From a business perspective, the media has always been regarded as unique as it is comprised of private companies with public responsibilities. Many fear that concentration of media would concentrate power, restrict variety of opinion, reduce competition and diminish local content.

The Global Media Giants

There are seven major companies that control, in part or entirety, the majority of media organisations around the world. They are News Corporation; Viacom; Walt Disney; AOL; Time Warner; Bertelsmann; Vivendi Universal; and Sony.

Complex business relationships exist between small media bodies, which often sit under the same larger corporation.

News Corp, based in Australia and controlled by Rupert Murdoch, has media holdings in the US, Canada, Europe, Latin America and Australia.

In late 2000, it had assets of around $38 billion with total annual revenues of about $14 billion. It controls various bodies right across the spectrum of media; Twentieth Century Fox, Fox News and Broadcasting, The New York Post, The Times and The Sun in the UK are some of the most popular.

In Australia it has an interest in over a hundred national, metropolitan and regional newspapers through its subsidiary, News Ltd.

Control and ownership

News Ltd dominates the newspaper market with ownership of seven of the nation's fourteen metropolitan dailies, accounting for 60.7% of the total circulation. In addition, it also has the largest circulation in seven of the nine markets (capital cities plus national).
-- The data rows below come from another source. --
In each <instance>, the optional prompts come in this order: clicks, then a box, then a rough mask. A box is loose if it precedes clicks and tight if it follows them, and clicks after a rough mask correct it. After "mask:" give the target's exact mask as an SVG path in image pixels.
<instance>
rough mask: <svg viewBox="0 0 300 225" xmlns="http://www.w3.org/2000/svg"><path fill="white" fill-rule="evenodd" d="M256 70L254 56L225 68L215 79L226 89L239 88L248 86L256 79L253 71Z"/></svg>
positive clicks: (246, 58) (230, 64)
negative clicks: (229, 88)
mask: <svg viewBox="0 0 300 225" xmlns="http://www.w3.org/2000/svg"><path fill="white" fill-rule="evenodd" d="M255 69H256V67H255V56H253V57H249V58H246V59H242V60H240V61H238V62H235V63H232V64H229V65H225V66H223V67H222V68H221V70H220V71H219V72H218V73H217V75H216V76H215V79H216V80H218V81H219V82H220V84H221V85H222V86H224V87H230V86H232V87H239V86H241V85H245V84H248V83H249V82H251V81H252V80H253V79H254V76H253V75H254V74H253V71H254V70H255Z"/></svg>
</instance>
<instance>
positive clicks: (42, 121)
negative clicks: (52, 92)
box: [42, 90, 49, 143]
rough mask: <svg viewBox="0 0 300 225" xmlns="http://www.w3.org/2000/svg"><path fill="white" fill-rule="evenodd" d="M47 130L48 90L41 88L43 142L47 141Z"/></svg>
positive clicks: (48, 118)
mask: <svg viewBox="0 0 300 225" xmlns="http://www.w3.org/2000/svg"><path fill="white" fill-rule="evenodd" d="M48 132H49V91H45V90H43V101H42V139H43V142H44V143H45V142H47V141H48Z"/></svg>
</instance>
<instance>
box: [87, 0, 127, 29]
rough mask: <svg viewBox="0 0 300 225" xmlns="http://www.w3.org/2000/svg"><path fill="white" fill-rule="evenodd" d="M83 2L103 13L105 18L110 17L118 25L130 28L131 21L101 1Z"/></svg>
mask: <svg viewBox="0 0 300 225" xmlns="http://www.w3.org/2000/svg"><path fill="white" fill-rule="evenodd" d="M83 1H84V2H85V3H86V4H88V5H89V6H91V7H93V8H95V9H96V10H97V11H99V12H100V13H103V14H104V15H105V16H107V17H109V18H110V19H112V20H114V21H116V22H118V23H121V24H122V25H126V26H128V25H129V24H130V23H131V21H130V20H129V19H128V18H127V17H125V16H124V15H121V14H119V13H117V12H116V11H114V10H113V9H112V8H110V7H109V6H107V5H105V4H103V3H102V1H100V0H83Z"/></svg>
Only Canberra and Perth have a non-News Ltd monopoly.

In regional Australia, the newspaper market is mostly dominated by Rural Press Ltd, John Fairfax Holdings and APN News and Media. The Western Australian market is entirely controlled by West Australian Newspaper Holdings.
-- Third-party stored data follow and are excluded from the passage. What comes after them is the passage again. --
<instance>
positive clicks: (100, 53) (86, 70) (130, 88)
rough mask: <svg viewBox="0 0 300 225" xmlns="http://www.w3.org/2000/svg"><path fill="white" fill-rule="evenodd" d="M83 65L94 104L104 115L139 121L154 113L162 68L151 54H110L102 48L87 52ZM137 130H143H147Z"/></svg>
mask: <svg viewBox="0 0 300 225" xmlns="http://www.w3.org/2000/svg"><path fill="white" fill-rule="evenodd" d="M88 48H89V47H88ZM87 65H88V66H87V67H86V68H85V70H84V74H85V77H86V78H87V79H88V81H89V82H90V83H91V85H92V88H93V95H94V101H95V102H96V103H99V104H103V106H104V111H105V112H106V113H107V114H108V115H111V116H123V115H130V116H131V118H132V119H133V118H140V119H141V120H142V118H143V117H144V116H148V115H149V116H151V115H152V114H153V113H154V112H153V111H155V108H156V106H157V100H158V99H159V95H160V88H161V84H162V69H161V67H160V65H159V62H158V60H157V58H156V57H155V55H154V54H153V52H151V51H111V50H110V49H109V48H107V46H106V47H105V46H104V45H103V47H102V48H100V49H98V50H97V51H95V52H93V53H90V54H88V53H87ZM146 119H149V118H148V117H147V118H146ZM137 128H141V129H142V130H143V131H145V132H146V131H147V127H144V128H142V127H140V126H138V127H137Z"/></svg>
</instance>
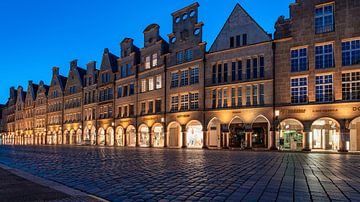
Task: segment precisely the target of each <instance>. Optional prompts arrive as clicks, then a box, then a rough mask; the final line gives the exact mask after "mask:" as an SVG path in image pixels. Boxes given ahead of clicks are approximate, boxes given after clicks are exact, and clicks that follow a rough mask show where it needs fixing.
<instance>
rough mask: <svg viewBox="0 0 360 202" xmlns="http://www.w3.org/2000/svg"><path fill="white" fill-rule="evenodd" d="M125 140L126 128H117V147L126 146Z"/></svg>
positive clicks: (119, 127)
mask: <svg viewBox="0 0 360 202" xmlns="http://www.w3.org/2000/svg"><path fill="white" fill-rule="evenodd" d="M124 142H125V138H124V128H123V127H121V126H118V127H117V128H116V136H115V145H116V146H124V145H125V144H124Z"/></svg>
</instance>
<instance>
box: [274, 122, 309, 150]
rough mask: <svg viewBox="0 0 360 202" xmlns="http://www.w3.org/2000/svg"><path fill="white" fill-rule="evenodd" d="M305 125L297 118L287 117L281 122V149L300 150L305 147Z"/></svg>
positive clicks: (280, 131)
mask: <svg viewBox="0 0 360 202" xmlns="http://www.w3.org/2000/svg"><path fill="white" fill-rule="evenodd" d="M303 130H304V126H303V125H302V123H301V122H300V121H298V120H296V119H286V120H284V121H282V122H281V123H280V141H279V145H278V146H279V148H280V149H281V150H290V151H299V150H302V149H303V148H304V144H303V142H304V139H303V138H304V135H303Z"/></svg>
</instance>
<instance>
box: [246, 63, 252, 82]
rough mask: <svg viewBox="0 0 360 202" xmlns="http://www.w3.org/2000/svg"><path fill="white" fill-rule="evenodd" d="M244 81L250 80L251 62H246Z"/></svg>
mask: <svg viewBox="0 0 360 202" xmlns="http://www.w3.org/2000/svg"><path fill="white" fill-rule="evenodd" d="M246 79H251V60H250V59H247V60H246Z"/></svg>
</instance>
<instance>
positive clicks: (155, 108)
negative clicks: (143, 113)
mask: <svg viewBox="0 0 360 202" xmlns="http://www.w3.org/2000/svg"><path fill="white" fill-rule="evenodd" d="M155 112H156V113H160V112H161V100H156V101H155Z"/></svg>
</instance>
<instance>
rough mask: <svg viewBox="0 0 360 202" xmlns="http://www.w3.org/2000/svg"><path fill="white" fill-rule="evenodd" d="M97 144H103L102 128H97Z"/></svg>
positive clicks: (104, 139) (104, 144)
mask: <svg viewBox="0 0 360 202" xmlns="http://www.w3.org/2000/svg"><path fill="white" fill-rule="evenodd" d="M97 142H98V143H97V144H98V145H105V130H104V128H99V132H98V141H97Z"/></svg>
Magazines in Australia are largely owned by either PBL or APN News and Media.

The suburban market in the major capital cities of Melbourne and Sydney is dominated by News Ltd and Fairfax. In Perth, West Australian Newspaper Holdings and News Ltd hold the majority of control, Adelaide is entirely controlled by News Ltd, Canberra by Rural Press and Darwin by News Ltd. Hobart has no suburban papers.

Ownership in the Radio Broadcasting markets is very complex with some stations being jointly owned by up to 50 different companies. Major companies in control include PBL, APN News and Media, and Southern Cross Broadcasting.

While it is necessary to amend the Act to consider the new forms of media that have emerged in recent years such as subscription television and to account for the convergence of telecommunications, broadcasting and internet, diversity will not be preserved by removing the current restrictions.

This is particularly evident given that Australia's media is still mostly owned by a few large corporations.